In his latest musing for B&T, Leif Stromnes, managing director, strategy and growth at DDB Australia, ponders why electric cars have skeuomorphic engine grilles when they do not need them — and what it can tell us about automaker branding.
Most of us who drive a car with an internal combustion (petrol and diesel) engine know that air is needed for cooling. It’s why cars have grilles that allow air to be sucked into the radiator, naturally cooling the vehicle as it is driven. It has been an essential and necessary feature of all cars since their invention in 1844.
While the size and design of engine grilles have changed over the years, the practical function of cooling remains their primary purpose. Quite simply, a car without a grille would overheat, the radiator would explode and the engine would die.
But what about an electric vehicle?
Battery Electric Vehicles (BEVs), the category of cars commercialised by Tesla, don’t have an engine. A motor or in some cases multiple motors sit on a flatbed, much like an electric skateboard and where the engine used to be there is a front trunk, or a “frunk”, a term popularised by Tesla.
Air cooling grilles on a BEV would cool the contents of the front trunk, not the engine. This is both unnecessary and depending on what you’re transporting, not necessarily desirable.
Given their redundancy, practically minded engineers did away with grilles, designing electric vehicles to have a flat, grille-less façade.
But ordinary car buyers aren’t engineers and certainly aren’t practically minded. Where engineers envisaged function, car buyers saw the electric versions of their much-loved petrol cars as faceless, blank, and without character. Or as one customer pejoratively put it “my car, in bondage”.
Today most BEVs* have engine grilles.
Why is that?
Even though they serve no practical purpose, grilles perform a much more important role for car buyers. They are comforting signals that keep the look of their BEV as something familiar, with just one small difference. It has no engine.
Most of the decisions we make as humans are emotionally led, and we are attracted to things that make us feel good. We use and enjoy particular products because they are familiar and comforting. We rely on their consistency and performance as emotional shortcuts in our daily lives.
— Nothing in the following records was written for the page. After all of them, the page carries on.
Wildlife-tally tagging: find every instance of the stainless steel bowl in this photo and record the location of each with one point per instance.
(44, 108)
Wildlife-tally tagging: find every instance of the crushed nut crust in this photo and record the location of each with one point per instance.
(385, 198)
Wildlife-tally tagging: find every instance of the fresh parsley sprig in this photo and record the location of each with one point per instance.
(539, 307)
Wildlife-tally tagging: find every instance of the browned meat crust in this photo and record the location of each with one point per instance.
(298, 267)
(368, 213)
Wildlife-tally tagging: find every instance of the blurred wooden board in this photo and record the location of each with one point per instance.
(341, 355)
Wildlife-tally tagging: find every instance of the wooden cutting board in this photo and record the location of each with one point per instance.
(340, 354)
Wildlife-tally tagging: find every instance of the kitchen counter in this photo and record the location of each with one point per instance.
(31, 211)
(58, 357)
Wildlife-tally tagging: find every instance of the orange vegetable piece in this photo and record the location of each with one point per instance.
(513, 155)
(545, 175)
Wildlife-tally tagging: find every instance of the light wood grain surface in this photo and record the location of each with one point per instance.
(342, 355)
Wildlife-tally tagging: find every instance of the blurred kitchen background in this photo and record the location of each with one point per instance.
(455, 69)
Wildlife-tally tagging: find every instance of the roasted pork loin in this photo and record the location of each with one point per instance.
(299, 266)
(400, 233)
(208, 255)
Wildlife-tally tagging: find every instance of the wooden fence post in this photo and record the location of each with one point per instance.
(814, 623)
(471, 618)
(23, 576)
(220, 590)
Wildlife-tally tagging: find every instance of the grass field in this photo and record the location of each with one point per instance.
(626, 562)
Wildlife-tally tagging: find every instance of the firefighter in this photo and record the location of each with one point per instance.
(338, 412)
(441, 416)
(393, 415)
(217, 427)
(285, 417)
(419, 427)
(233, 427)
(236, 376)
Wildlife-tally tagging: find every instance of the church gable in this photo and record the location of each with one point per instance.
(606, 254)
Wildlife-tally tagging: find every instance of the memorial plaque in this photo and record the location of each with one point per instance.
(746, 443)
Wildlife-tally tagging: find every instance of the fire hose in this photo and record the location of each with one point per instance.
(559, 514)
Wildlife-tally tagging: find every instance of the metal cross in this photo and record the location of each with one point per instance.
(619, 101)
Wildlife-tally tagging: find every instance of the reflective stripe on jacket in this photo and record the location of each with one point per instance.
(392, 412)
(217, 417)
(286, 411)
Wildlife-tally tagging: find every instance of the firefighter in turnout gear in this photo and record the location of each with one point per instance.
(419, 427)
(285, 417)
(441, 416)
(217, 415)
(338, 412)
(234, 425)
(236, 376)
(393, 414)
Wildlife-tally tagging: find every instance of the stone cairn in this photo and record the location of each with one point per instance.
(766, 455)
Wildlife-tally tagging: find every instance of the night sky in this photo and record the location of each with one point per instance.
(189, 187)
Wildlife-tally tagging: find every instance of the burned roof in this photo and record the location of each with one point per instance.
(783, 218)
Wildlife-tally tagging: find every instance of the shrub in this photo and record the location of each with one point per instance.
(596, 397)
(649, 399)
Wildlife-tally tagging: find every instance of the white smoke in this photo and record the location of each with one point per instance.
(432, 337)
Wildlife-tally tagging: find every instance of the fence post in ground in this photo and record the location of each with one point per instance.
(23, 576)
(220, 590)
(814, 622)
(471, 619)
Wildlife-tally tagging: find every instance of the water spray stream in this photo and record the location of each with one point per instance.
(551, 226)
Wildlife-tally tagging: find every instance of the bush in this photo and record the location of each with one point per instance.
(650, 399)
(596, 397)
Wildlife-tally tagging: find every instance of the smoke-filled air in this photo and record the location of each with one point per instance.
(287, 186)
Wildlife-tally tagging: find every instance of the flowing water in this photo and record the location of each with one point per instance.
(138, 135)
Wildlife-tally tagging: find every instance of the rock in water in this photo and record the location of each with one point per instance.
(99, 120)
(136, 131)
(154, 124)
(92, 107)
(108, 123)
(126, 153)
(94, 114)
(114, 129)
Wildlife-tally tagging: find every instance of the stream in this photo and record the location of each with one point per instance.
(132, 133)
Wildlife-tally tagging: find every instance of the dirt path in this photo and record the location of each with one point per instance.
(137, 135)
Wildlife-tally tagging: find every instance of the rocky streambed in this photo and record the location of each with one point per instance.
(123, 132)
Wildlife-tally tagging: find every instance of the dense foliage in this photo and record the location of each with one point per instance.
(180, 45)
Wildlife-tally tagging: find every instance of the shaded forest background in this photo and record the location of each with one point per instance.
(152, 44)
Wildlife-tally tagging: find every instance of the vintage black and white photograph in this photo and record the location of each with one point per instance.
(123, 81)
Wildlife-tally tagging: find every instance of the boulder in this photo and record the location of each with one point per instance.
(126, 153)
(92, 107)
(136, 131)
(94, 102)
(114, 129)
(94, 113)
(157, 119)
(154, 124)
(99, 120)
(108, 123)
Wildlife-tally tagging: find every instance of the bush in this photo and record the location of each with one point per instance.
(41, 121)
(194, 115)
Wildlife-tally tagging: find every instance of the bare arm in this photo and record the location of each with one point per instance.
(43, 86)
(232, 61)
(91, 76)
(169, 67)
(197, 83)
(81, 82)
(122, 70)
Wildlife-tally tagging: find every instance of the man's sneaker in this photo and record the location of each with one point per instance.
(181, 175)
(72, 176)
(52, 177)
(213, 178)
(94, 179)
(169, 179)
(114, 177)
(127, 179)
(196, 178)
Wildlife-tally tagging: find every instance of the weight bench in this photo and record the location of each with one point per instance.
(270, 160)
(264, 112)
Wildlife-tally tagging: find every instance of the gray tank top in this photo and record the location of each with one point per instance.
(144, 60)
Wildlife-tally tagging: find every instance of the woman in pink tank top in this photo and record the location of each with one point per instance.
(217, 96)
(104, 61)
Where engineers saw car grilles as mere utility, car buyers had reimagined them as markers of trust, and even more fundamentally, the face and character of the car they drove and admired. A grille-less car just wasn’t the same car in the eyes of its drivers. Even though they knew it performed no practical function, there was no amount of rational reasoning that could change their emotional minds.
In our rush to retire the old and usher in the new, we are often careless with the things our customers hold dear. Many a brand has made this mistake. Coca-Cola disastrously launched New Coke in 1985 in response to perceived changing consumer tastes and preferences, and Tropicana changed the look of its iconic drink in 2009 and was immediately forced to revert to the original packaging following consumer backlash.
We would be well served to balance the familiar with the fresh when introducing new products to our brand lineups. Humans are sentimental and generally don’t like change, especially when it comes to the things they know and love. It’s true that familiarity can lead to boredom, but too much change can also lead to rejection, a far worse outcome.
* Tesla does not have an engine grille because the brand has no legacy petrol cars, and therefore no prior grille for consumers to reference and be attached to. Tesla stands for electric. It will be interesting to see what markers of affection the brand develops over time.